O inferno astral de Motta, porém, não se dissipará esta semana. Ele pretendia fechar o ano decidindo o futuro dos deputados Eduardo Bolsonaro (SP) e Alexandre Ramagem (RJ), ambos do PL e foragidos nos Estados Unidos. Mas, com a determinação do STF de cassar o mandato da deputada Carla Zambelli (PL-SP) — mantido pelo plenário da Câmara na sessão seguinte àquela que aprovou o PL da Dosimetria —, a Casa se dividiu em dois grupos de pressão sobre o presidente. Um, dos bolsonaristas e integrantes do Centrão, defensores da ideia de dar uma resposta à Corte por interferir em uma questão do Legislativo. Outro, de que Motta não deveria levar o caso dos dois parlamentares à pauta para evitar o aprofundamento da crise com o Supremo.

O Correio manteve contato com a assessoria de Hugo Motta e cedeu espaço para que fizesse uma avaliação sobre sua trajetória na Presidência da Câmara. Mas, até o fechamento desta edição, não recebeu a resposta solicitada.

Manifestações

Motta ficará novamente em evidência hoje, quando uma série de protestos pelo país vai colocá-lo como principal patrocinador do PL da Dosimetria, que pode reduzir as penas do ex-presidente Jair Bolsonaro e de outros condenados pela tentativa de golpe de estado depois das eleições de 2022. Desde a tumultuada sessão da quarta-feira já circulava a hashtag #consgressoinimigodopovo pelas redes sociais, o que levou o PT e as frentes Brasil Popular e Povo Sem Medo a fazer nova convocação para tentar barrar o avanço do projeto de lei.

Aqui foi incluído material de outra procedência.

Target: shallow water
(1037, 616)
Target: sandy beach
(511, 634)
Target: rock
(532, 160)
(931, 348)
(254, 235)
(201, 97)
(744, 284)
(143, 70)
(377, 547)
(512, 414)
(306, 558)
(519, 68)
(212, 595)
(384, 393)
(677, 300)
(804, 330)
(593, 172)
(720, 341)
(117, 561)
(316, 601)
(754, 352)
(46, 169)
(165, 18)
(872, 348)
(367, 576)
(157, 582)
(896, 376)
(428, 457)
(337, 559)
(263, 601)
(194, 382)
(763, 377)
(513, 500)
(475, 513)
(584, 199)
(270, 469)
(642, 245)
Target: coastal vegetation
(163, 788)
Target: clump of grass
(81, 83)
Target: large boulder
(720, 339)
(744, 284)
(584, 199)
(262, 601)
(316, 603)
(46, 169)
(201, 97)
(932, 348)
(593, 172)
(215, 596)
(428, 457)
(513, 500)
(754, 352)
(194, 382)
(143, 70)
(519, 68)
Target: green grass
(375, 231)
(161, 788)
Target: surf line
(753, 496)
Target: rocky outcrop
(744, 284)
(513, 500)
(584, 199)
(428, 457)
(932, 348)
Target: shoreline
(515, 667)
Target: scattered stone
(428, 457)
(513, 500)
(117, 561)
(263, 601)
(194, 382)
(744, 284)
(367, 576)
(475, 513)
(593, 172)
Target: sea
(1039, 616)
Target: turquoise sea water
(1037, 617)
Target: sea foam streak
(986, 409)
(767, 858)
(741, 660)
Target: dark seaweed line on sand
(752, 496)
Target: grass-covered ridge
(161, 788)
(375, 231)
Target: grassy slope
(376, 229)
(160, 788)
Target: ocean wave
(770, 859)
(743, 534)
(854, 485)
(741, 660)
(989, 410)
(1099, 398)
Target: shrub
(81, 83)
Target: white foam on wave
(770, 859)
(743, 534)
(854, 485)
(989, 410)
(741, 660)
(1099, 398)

As mobilizações estão sendo articuladas por artistas, parlamentares e influenciadores ligados à esquerda. As convocações, divulgadas nas redes sociais do portal de notícias Mídia Ninja e do 342 Artes — grupo ligado à produtora Paula Lavigne, mulher do cantor e compositor Caetano Veloso —, defendem a necessidade de "devolver o Congresso ao povo".

A manifestação no Rio de Janeiro foi batizada de "Ato musical 2: o retorno", em referência à mobilização realizada em setembro contra a PEC da Blindagem e a tentativa de anistia a condenados pela tentativa de golpe de Estado. Na ocasião, houve atos em várias cidades, com maior concentração de público na capital fluminense e em São Paulo

O PL da Dosimetria, que está no Senado, será relatado pelo bolsonarista Esperidião Amin (PP-SC), que, ao receber o texto do relator na Câmara, Paulinho da Força (Solidariedade-SC), afirmou que pode incluir a discussão da anistia aos golpistas. O governo tentará fazer com que o substitutivo seja rejeitado já na Comissão de Constituição e Justiça (CCJ), presididida pelo governista Otto Alencar (PSD-BA). Mas, caso não consiga, Lula já avisou a interlocutores que vetará a matéria integralmente.